When produced by the worker honey bees, beeswax is white but it quickly darkens from contamination with pollen and contact with the bees in the bee hive. Beeswax taken from the bees and melted by the beekeeper generally is a lemon yellow in color.
2) Damar Resin:
Damar resin is a natural resin from trees in the East Indies. It seeps out of the tree from a cut, similar to how maple syrup is harvested from maple trees. It dries in large lumps or crystals.
You melt these and mix them with beeswax for encaustic paints. Damar resin is mixed with beeswax to harden it and raise its melting temperature. It also keeps the paint translucent and prevents blooming (whitening). It can also be polished to a glossy shine.
Pigment provides the colour that artists use. Early pigments came from natural materials like plants and animals, or were produced by simple chemical processes by taking colour from a mineral such as Malachite.
Metals were treated with liquids such as vinegar or heated with a substance like sulphur to obtain pigment.
The pigments used by the cave painters of long ago were ground from brown-red earth’s or clays such as iron oxide and yellow ochre.

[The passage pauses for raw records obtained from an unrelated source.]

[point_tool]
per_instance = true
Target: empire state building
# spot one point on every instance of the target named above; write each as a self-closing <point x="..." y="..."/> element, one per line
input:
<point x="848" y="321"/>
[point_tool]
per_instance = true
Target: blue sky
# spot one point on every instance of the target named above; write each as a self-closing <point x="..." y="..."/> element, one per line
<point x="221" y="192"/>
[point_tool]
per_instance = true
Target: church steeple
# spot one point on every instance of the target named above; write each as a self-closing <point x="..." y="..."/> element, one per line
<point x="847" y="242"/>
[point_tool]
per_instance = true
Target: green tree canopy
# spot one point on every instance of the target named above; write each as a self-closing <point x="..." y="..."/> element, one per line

They were often mixed with animal fat to make them waterproof.
As time went on many more natural pigments were found and artists had a much wider range of colours to use.

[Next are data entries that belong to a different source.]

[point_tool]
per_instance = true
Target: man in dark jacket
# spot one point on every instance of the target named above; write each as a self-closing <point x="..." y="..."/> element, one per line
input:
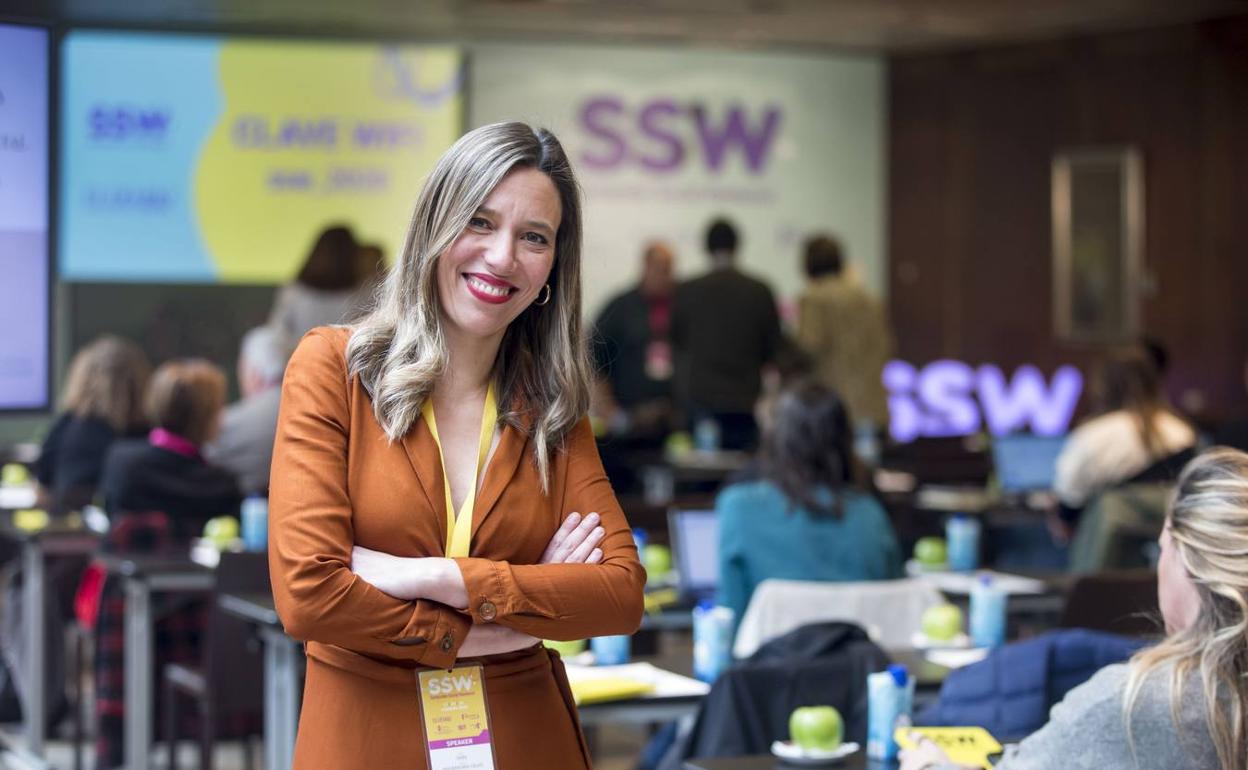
<point x="724" y="331"/>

The first artificial pigment was produced in 1856 – a purple colour called mauvein. This paved the way for modern synthetic colours or dyes.
Examples of where some colors come from:
Malachite – greenish and comes from a copper ore- copper carbonate-hydroxide
Red Earth – comes from iron oxide.
Ultramarine – deep blue and comes from the semi-precious stone lapis lazuli
Vermilion – bright red made from cinnabar (mercuric sulphide) from volcanic rocks.